Aldo, never one to miss an opportunity, discerns that if he can get Beba onboard the yacht and away from her boorish husband Andro (Salvatore Puntillo), then shenanigans of the salami-hiding variety between simpleton and shepherdess are a foregone conclusion. Beba is thusly, and in remarkably short order, seduced onto the yacht, seduced into a bit of lipstick lesbianism, and pimped out to Tony.
But before the lad can get devirginised, Andro turns up in a rowboat and 'Top Sensation' segues from pressure-cooker sexploitationer to something like Brian Rix farce leeched of the actual comedy. This weird tonal shift isn't the only problem with Alessi's film.
There are two main problems: the first is that Alessi, directing his second and last film after 1964's 'Whatever Happened to Baby Toto? ', achieves about as much visual style as a wall coated with slowly drying paint of a boring colour. It's not much to ask, surely, that a film with such a lurid story also be visually lurid? That a film whose main female leads are so voluptuously appealing also have appealing cinematography or production design? Christ, even the yacht doesn't look sleek and sexy – and when 70% of your film is set on a yacht belonging to a spectacularly rich person, this does not bode well.
Secondly, for a film that clocks in at just 90 minutes in the most complete edit that Shameless can manage, there aren’t half some dull patches! Endless scenes of Tony moping in his cabin, playing with toys like the man-child he is. Endless scenes of Mudy ranting at people and scowling. Endless scenes of … well, filler. Even the film's most notorious sequence – it involves Fenech, a photoshoot and a goat and I'm saying no more other than warning you upfront that once you've seen it, you will forever refer to 'Top Sensation' as “that film with Edwige Fenech and the goat”* – exists for no other reason than to pad out the running time.
In fact, stripped down to its actual narrative stepping stones – introduce everyone on boat and their motivations; establish that Tony isn't going to get jiggy with Ulla; get various parties to the island, thence to the boat; Andro turns up; everything goes pear-shaped - there's probably about half an hour's running time to be had out of the material. The rest of it relies on Neri and Fenech to look good in bikinis. Of course, it goes without saying that both of them ace this requirement. Indeed, Fenech – 21 when the film was released and on the cusp of claiming her crown as giallo goddess – is va-va-voom made flesh, while Neri gets to rock the kind of outfit that would make your average jeweler shut up shop and sneak home for a hour or two’s private time.
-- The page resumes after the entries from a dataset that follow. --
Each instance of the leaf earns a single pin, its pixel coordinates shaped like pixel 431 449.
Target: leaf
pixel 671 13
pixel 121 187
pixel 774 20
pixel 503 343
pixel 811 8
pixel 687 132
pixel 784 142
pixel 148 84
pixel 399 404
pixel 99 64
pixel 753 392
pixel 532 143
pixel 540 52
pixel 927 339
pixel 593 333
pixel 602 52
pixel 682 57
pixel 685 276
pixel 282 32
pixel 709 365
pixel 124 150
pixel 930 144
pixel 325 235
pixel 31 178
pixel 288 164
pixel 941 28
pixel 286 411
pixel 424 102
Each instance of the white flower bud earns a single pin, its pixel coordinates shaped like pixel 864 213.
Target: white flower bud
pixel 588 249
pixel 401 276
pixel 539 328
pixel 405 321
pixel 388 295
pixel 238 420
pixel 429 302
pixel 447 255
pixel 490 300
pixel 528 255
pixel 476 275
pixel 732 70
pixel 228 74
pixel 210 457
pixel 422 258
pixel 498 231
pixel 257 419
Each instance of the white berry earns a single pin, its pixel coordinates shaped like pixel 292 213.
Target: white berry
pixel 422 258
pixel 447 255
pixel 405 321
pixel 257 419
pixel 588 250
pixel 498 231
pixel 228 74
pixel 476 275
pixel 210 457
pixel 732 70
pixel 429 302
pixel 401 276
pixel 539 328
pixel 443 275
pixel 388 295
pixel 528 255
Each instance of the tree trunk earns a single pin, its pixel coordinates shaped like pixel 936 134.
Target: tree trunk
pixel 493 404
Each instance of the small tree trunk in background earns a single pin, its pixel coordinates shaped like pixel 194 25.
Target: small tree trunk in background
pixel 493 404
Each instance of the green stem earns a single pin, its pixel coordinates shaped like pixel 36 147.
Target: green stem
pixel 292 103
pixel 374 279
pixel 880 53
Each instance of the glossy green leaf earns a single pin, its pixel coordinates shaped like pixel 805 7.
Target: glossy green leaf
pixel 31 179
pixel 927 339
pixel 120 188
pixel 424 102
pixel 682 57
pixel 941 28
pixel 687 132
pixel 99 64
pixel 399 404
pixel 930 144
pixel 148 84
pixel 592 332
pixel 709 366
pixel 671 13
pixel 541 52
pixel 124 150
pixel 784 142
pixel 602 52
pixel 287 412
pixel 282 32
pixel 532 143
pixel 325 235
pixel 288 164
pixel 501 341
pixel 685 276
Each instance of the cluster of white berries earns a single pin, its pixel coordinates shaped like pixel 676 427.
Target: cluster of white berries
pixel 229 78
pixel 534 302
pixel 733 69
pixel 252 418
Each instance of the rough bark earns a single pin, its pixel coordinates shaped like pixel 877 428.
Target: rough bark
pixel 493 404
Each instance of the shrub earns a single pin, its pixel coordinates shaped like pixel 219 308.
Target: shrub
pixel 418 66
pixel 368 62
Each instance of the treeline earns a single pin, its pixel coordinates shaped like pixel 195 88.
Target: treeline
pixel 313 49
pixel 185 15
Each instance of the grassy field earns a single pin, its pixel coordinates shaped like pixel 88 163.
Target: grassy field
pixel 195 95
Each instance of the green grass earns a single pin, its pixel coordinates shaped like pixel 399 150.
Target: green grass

But for all that, it's de Belleroche's appearance that stays with me. Winner of the Prix Broquette-Gonin for her debut novel, she had published 'L'Ordinatrice' – generally considered her magnum opus – the year before she appeared in 'Top Sensation'. Which is kind of like Annie Proulx coming off 'The Shipping News' winning the Pulitzer and saying yes to a Rob Zombie job offer on the understanding that it involved a girl-girl scene with Kelly Brook. Now that'd be a Winter of Discontent flick!
*I'm not sure what the life expectancy of the average goat is, but I'm guessing the goat dined out on the story of most of the rest of said lifespan.